The Windows version that came with my ASUS only contains the drivers for that particular hardware and won't work on a different computer.
That's where you're wrong though. All Windows SKUs, OEM or otherwise, should* come with support for popular hardware (read: drivers submitted by vendors for inclusion in the OS). Any system that works with a retail version of Windows will work with your OEM version of Windows, assuming the drivers and software Asus has bundled fail or exit gracefully when they can't find the hardware they need. (Windows drivers behave like services, and they should just exit cleanly if they don't find supported hardware.) Anyway, you can try it yourself and install your OEM copy of Windows on VMware or Virtual PC.
I was referring to the actual files on the computer. The Windows version that came with my ASUS only contains the drivers for that particular hardware and won't work on a different computer. Sure, I could probably piece together something that works using those files and drivers I download from the internet but how's that different than those people trying to hack together a version of AmigaOS4 for the MacMini using the AmigaOne OS4 distribution.
See above. *It's certainly possible for Asus to remove unnecessary drivers--it's done all the time in the corporate world to speed up the unattended build process (which we lovingly refer to as the unintended build process); however, for a company like Asus that builds hardware and bundles other vendors' drivers (rebranded or not), it doesn't make sense. It takes more effort to remove drivers from Windows, where the installation information for most drivers is integrated into a core set of INF files, than it does to add new ones, which are now just dumped into a directory scanned during setup.
I've only been supporting Windows for about 17 years now, so it's possible my memory of how things work is fuzzy or incomplete. ;-) Or things could have changed in the OEM world. These days, I do as little I can to get the job done, and that often means glossing over information that just isn't relevant to what I'm doing.
Now, all that said, if Asus really has produced an OS CD that only includes Asus drivers, then I have just lost a whole lot of respect for them. What a waste of time and no wonder my new X58 motherboard cost more than 300USD.
Prior to Windows 2000, you had to modify Microsoft's INF files if you wanted to truly integrate your drivers into the OS setup.

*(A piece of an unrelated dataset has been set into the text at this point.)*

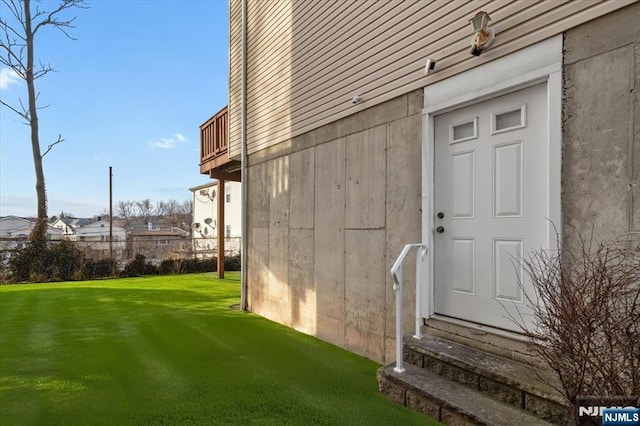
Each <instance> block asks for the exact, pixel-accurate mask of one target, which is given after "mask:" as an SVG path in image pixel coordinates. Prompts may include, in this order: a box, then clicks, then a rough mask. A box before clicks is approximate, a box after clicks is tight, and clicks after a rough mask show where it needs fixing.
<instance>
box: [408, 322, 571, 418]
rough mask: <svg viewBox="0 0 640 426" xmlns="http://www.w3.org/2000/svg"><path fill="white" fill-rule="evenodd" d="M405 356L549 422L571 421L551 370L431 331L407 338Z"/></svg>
mask: <svg viewBox="0 0 640 426" xmlns="http://www.w3.org/2000/svg"><path fill="white" fill-rule="evenodd" d="M404 359H405V362H406V363H407V364H412V365H414V366H416V367H419V368H422V369H425V370H428V371H431V372H432V373H435V374H437V375H440V376H442V377H444V378H446V379H449V380H451V381H454V382H457V383H460V384H462V385H464V386H467V387H468V388H470V389H473V390H476V391H479V392H482V393H484V394H486V395H488V396H490V397H492V398H494V399H496V400H499V401H501V402H504V403H507V404H510V405H512V406H513V407H515V408H517V409H522V410H525V411H527V412H529V413H531V414H533V415H535V416H537V417H539V418H540V419H544V420H546V421H548V422H551V423H555V424H567V421H568V419H569V414H570V411H569V407H568V405H566V403H565V400H564V398H563V397H562V395H561V394H560V392H559V391H558V390H556V389H559V388H560V384H559V382H558V380H557V378H556V376H555V374H554V373H553V372H552V371H550V370H546V369H542V368H536V367H533V366H530V365H527V364H523V363H521V362H518V361H514V360H511V359H509V358H505V357H502V356H499V355H495V354H491V353H488V352H484V351H482V350H479V349H476V348H472V347H469V346H465V345H462V344H459V343H456V342H452V341H449V340H446V339H443V338H440V337H435V336H428V335H427V336H424V337H423V338H422V339H420V340H418V339H414V338H413V337H408V338H405V340H404Z"/></svg>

You could use the OEM setup process, but that just wasn't as cool, and the drivers weren't integrated into NT's standard applets for adding and detecting display, network, sound, and storage adapters.
Anyway, back to OS4. If an OEM wants to bundle OS4 with their hardware and simplify the installation process for its users, awesome. More power to them. But if a user wants to buy an off the shelf copy of OS4 and run it on a supported platform (with vendor-supplied drivers, if necessary), they should not have to choose between five or six identical boxes that may or may not include boot and kernel support for their board.